The shift of weight at the end of Mari’s bed has her looking up in surprise.


“Is it because of what I said?” Allison asks, a furrow to her brow.


Mari blinks.


“No, no, you were right.”  Mari smiles.  “I shouldn’t bother you so much—you’re busy.”


Allison frowns at her.


“You aren’t bothering me, Mari.”  Allison’s tone brooks no argument.  “I just don’t appreciate being blindsided by your sister.  You know I like spending time with you.”


Mari stares at her.




Allison rolls her eyes.


“Yeah, oh.  C’mon, you might be young, but we both know you’re smarter than that.”


Mari snorts.


“Uh, huh.  Right.”


“Right,” Allison concludes, squinting at Mari.  “So, I heard you started your own business?”


Mari shrugs.


“I guess.”


“Does your sister know about it?”


Mari frowns and closes her sketchbook.




“Did…something happen?” Allison asks, her own frown back.  “You were so upbeat after Harry's last visit...”


Mari taps her fingernail on the cover of her sketchbook, a horrible, twisting feeling curling up in her chest.


“What do you think of Harry?” Mari asks in a measured tone.

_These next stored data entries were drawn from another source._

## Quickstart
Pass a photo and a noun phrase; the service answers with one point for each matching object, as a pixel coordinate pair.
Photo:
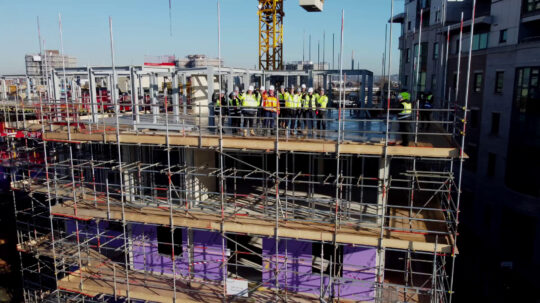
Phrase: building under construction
(150, 197)
(130, 184)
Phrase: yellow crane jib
(312, 5)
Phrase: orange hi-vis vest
(271, 103)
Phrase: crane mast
(271, 34)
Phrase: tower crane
(271, 15)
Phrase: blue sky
(142, 28)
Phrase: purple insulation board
(207, 253)
(108, 234)
(296, 272)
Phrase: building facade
(500, 242)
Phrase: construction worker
(271, 110)
(426, 104)
(322, 103)
(309, 106)
(234, 110)
(221, 110)
(282, 96)
(261, 97)
(250, 105)
(404, 116)
(296, 111)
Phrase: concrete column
(56, 87)
(210, 83)
(114, 92)
(153, 97)
(28, 88)
(199, 187)
(384, 170)
(134, 81)
(230, 82)
(370, 91)
(184, 94)
(4, 89)
(310, 79)
(73, 91)
(247, 80)
(363, 90)
(175, 98)
(93, 98)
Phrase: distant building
(193, 61)
(38, 64)
(500, 242)
(306, 65)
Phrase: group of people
(405, 115)
(298, 111)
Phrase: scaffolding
(155, 195)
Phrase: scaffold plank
(294, 230)
(264, 144)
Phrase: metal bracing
(80, 186)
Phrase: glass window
(474, 118)
(503, 35)
(495, 123)
(524, 140)
(471, 150)
(480, 41)
(499, 82)
(165, 240)
(492, 163)
(531, 5)
(478, 82)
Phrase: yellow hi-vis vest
(309, 102)
(271, 102)
(407, 110)
(250, 101)
(322, 101)
(293, 101)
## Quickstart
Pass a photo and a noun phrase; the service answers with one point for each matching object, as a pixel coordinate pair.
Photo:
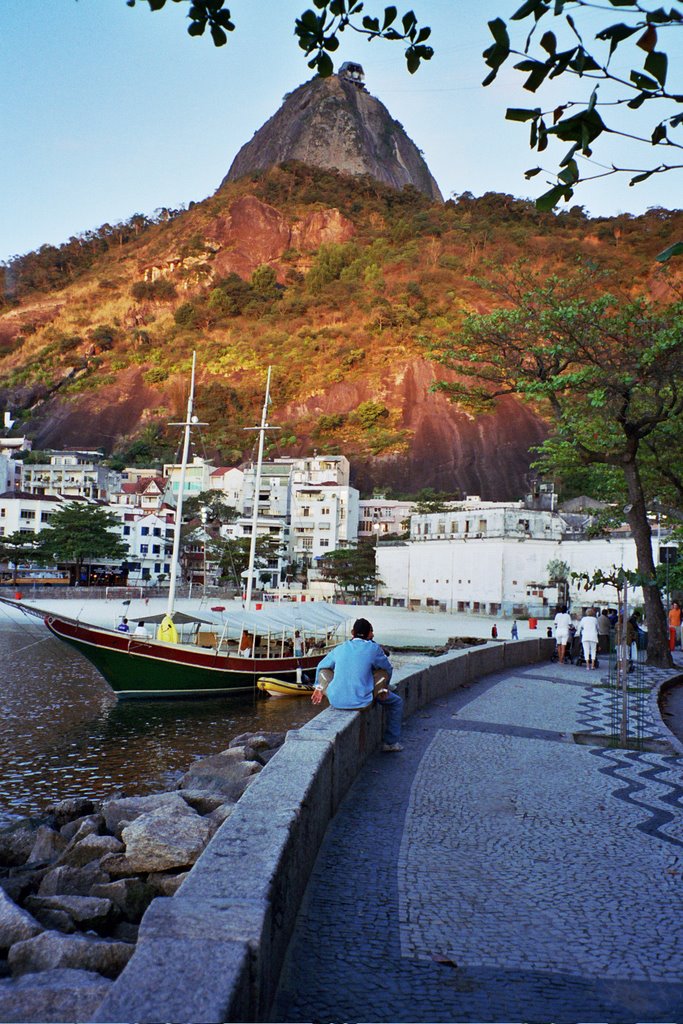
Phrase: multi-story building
(150, 540)
(325, 508)
(73, 474)
(198, 477)
(379, 517)
(229, 480)
(25, 513)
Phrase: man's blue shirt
(353, 663)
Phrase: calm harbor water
(62, 732)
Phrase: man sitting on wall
(353, 685)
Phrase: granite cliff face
(334, 123)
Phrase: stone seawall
(214, 950)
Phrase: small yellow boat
(284, 687)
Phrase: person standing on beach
(588, 628)
(352, 685)
(561, 627)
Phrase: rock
(91, 911)
(62, 994)
(67, 810)
(16, 843)
(166, 885)
(225, 774)
(15, 924)
(130, 896)
(221, 814)
(258, 740)
(126, 809)
(65, 881)
(203, 803)
(52, 949)
(165, 839)
(81, 827)
(91, 847)
(47, 846)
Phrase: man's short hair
(361, 629)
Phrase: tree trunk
(657, 627)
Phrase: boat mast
(190, 421)
(257, 486)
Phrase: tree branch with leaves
(547, 55)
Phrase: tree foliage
(607, 372)
(317, 31)
(635, 41)
(79, 534)
(352, 569)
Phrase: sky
(109, 111)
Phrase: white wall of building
(494, 576)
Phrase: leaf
(550, 199)
(675, 250)
(656, 64)
(648, 40)
(520, 114)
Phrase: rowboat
(284, 687)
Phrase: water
(62, 732)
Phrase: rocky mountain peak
(335, 123)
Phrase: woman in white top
(561, 626)
(588, 628)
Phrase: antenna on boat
(190, 421)
(257, 486)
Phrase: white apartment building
(274, 487)
(150, 540)
(22, 513)
(74, 474)
(229, 480)
(273, 573)
(198, 477)
(380, 517)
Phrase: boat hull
(139, 668)
(284, 687)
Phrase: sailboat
(191, 655)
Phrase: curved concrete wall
(214, 950)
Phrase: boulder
(225, 774)
(80, 827)
(15, 924)
(89, 848)
(52, 949)
(67, 810)
(66, 881)
(126, 809)
(166, 885)
(88, 911)
(48, 844)
(131, 897)
(62, 994)
(16, 843)
(258, 740)
(165, 839)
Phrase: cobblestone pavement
(498, 871)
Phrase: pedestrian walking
(352, 686)
(588, 628)
(561, 626)
(604, 627)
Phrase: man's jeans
(393, 712)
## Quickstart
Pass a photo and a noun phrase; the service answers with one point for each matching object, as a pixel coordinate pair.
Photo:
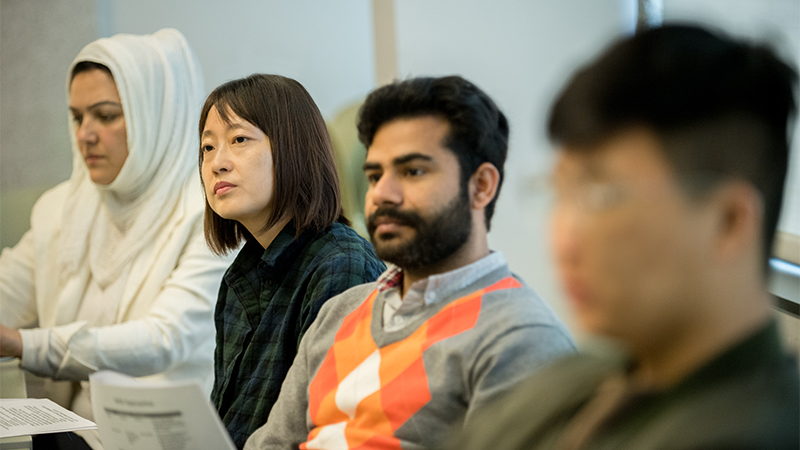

“Could use a haircut, I think, but he’s adorable.”  Allison waits for Mari to say something, but the moment continues long enough for curiosity to get the better of her.  “Why do you ask?”


“Did you know that he’s my late sister’s son?” Mari asks, still tapping.


Allison blinks at her.


“Oh, is he?  I just assumed he was your sis—Petunia’s.”


“You’ve seen Dudley.”


Allison tilts her head.


“They are quite different, aren’t they?”


Mari stops tapping.


“Interesting how different they are…don’t you think?  Considering that they’ve grown up together.”


Allison opens her mouth, but whatever she might’ve said is swallowed in a ruckus outside the room.


“Sorry, Mari, have to go,” Allison throws out just before clearing the doorway.


Mari watches her go before curling around the sketchbook in her lap, pressing her palm to her forehead in the hopes that the pressure will smother her thoughts along with that sick feeling of betrayal in her chest.


[17] Dogwood Flowers, also known as “Cornus florida.” Associated with rebirth, resurrection, purity, durability, reliability, strength and resilience, as well as pity and regret over a situation beyond your control or a signal of affection to someone who may not reciprocate. During the Victorian era, a bachelor would offer a sprig to a potential lover. A returned flower meant rejection. If the recipient kept the flower, however, this signified interest or mutual attraction.